With the obsolescence of the candle as an everyday object, ‘candle-snatcher’ has lately dropped from usage. Essentially, it is a lost spirit, or revenant, suspended between this world and the next, although there are numerous accounts of faerie sprites pretending to be revenants in order to make mischief, such as Peggy Pickwick whose theft of a candle is blamed for the Great Fire of Lunden.
The Catholic Church long maintained that the primary cause of suspension of the human spirit is a failure to baptise children, citing the childlike behaviour of Candlesnatchers as proof; however, this is contradicted by the works of Pliny the Elder and Aristotle which describe similar phenomena long before the advent of Christianity. Today, most authorities agree the cause of spiritual ‘suspension’ remains unknown.

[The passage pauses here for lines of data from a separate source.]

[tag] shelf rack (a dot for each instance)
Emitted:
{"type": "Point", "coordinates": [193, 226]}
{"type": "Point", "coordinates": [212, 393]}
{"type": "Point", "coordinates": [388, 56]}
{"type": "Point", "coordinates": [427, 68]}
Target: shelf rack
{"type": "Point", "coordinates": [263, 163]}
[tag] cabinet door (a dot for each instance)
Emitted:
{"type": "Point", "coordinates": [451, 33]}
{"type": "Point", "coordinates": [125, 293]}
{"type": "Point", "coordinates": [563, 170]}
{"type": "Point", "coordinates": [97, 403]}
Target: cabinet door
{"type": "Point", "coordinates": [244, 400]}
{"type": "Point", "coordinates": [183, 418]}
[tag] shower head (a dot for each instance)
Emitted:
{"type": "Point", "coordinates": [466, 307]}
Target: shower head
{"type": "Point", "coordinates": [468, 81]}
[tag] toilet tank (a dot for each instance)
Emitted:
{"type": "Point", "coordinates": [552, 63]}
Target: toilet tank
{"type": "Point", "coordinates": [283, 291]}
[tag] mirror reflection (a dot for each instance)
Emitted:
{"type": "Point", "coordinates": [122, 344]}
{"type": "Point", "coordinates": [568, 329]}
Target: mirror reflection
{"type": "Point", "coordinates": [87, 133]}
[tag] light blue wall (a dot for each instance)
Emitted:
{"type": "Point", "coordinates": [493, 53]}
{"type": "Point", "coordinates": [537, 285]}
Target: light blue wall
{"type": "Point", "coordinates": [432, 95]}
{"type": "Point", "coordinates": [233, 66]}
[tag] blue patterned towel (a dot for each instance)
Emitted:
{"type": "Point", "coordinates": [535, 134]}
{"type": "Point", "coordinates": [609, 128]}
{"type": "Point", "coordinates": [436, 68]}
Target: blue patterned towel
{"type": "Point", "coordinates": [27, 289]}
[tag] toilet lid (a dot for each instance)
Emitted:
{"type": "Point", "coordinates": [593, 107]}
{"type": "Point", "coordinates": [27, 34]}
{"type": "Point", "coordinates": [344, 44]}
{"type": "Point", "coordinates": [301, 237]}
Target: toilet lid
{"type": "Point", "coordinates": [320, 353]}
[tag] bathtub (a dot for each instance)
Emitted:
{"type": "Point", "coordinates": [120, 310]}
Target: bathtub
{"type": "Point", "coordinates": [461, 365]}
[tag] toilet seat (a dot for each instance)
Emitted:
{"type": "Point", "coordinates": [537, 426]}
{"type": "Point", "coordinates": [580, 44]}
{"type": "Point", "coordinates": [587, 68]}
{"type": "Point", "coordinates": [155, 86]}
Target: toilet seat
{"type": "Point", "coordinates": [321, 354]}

Although uncanny, candlesnatchers are harmless and are usually discouraged with an unkind word or, on the rare occasion they prove persistent, with a show of iron or steel whose magnetic properties are anathema to all forms of magick. The majority are ephemeral, although folklore suggests those with a permanent home near water can survive for many decades, albeit a number of these may be the elemental spirits which habitually frequent watercourses. Despite this partiality for water, candlesnatchers are, like all magickal phenomena, unable to cross running water owing to the etheric field created by the current.

Much of this is necessary to understand the candlesnatcher’s purpose in MacGregor’s narrative. The most obvious is it immediately introduces the supernatural, for, as MacGregor informed us, “The chief concern of this novel is magick.”
The less obvious purpose is to illustrate an aspect of Captain Wolfe’s character. A candlesnatcher is an interstitial phenomenon and trapped in a permanent state of unbelonging, as is Captain Wolfe whose clearsight prevents him being the son his father wished and the heroic officer he wishes to be. In essence, Captain Wolfe’s reaction to the candlesnatcher mirrors the loathing in which he holds himself.